The “perfect” suit would be custom made for you, so what you’re looking for is the best-fitting, highest-quality suit that you can afford. When you find that suit, it is absolutely worth paying full price and buying all the available pieces (jacket, pants, skirt, dress) – in more than one color, if you can. Here are five characteristics to look for:
Fit – look specifically at areas that are very difficult to tailor, such as how it fits across your shoulders and upper back. Pant length (lengthening or hemming), taking in the waist, hemming or lengthening the sleeves can all be done by any tailor. If you do need extra length, make sure to see how much fabric has been left in the seam. You may want to purchase a suit at a store like Nordstrom, that offers tailoring on-site. That way, a tailor can come evaluate the specific adjustment that might need to be made, pin it, and you can look in the mirror and decide if it’s acceptable before buying. If you usually wear heels, bring a typical/average pair with you so that the length can be adjusted to break at the top of your foot (below the ankle, but not covering your whole foot). Many people wear pants that are too short, and it looks awful. Same thing with sleeve length. Making a fist, the end of the sleeve should fall somewhere between your first and second knuckles . Make sure that there is no pulling or strain on the suit when you sit, bend, close all the buttons, etc.
Style – No mini-skirts, cropped pants, shrunken jackets, funky lapels, flare sleeves/pants, etc. Black, Navy and Dark Gray/Charcoal are your best bets. Certain types of suits look better on certain body types, but generally you are looking for a single-breasted blazer with 2-3 buttons, with the bottom hitting around your hip. If you’re interested in getting both a skirt and pants to wear with the jacket (I recommend it – makes traveling a cinch), make sure that the length is appropriate on the skirt, that it’s a pencil shape (not A-line), not tight, has a slit in the back (should be lightly sewn shut on a new suit). Skirt and pants – secure closure (such as hooks and zipper), not see-through in bright light, not tight in any area (such as the hips) but not loose or baggy.
Fabric – Depends on where you live and work. Don’t get a machine washable or otherwise cheap polyester suit. A wool blend will work 3 or 4 seasons. Sit down for a minute, stand up and see if there are any wrinkles. Walk around and check the movement of the fabric. You probably want lining on the jacket and skirt, and at least partial lining on the pants — though with (potentially itchy) wool, I prefer full lining. If you’re somewhere where it often rains, consider how the fabric reacts to getting wet – e.g. you don’t want silk.
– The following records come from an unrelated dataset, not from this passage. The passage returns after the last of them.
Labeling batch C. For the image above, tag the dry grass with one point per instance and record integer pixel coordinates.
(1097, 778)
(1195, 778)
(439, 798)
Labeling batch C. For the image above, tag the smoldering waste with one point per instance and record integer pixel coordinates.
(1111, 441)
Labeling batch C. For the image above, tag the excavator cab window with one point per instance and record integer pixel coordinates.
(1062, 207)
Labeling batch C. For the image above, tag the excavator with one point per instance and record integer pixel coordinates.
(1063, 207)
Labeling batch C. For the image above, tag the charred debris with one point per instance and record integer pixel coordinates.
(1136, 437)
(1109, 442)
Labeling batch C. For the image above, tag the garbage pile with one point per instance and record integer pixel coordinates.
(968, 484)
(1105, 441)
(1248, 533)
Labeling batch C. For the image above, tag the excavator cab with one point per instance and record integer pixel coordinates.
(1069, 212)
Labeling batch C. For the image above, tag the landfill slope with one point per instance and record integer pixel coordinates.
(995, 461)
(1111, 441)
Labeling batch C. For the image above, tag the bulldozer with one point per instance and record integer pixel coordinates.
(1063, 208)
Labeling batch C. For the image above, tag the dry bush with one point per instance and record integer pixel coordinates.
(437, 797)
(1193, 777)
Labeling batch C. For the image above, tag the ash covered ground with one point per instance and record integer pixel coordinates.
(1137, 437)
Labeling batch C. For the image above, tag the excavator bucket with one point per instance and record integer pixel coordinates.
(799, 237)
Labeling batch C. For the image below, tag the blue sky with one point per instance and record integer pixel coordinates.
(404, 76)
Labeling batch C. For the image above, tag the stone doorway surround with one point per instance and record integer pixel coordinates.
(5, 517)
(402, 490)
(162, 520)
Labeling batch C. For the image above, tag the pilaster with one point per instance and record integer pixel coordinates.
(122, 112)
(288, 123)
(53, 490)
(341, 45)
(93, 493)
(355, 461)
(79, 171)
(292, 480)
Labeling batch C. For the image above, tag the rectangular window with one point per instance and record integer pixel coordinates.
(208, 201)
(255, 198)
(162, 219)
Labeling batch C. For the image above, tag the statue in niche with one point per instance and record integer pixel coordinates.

Quality of manufacture – Check for a decent amount of fabric left in the major seams. Look at the stitching — hopefully you’ll find an even, secure stitch at the seams with an inch or two (at least) that could be let out. Look for extra buttons and check that the current ones are fastened securely. Take note of vents and pockets sewn shut – those aren’t going to provide you value once you start wearing the suit, but they are signs of quality manufacture.
Price point – you can get a very decent suit, for example from J. Crew, with a jacket around $250, pants and skirt around $150 each, and a shift dress for around $175. You may want to look into opening a credit card at whatever store you buy the suit from, as they usually offer some % off when you open it. Also consider, as part of the price, the care that will be needed. You won’t usually have to dry clean every time you wear the suit. You can probably get 3-4 wears out of the pants and several more out of the jacket. When you do dry clean, do all of them together so that any fading happens uniformly. That’s why I like having pants, skirt (say each gets 3 wears) and a jacket (let’s say 6 wears), then dry cleaning them all together. You might also want to consider buying from a retailer with a good return policy, like Nordstrom — maybe it gets ruined at the dry cleaner’s, even though they followed the directions on the label. Or maybe you have the tag on the skirt a year from now and find that you’re just always going to wear pants. They’ll take it back.
Keep all this in mind, and you’ll have yourself a look that will last a lifetime, and the confidence that goes with it.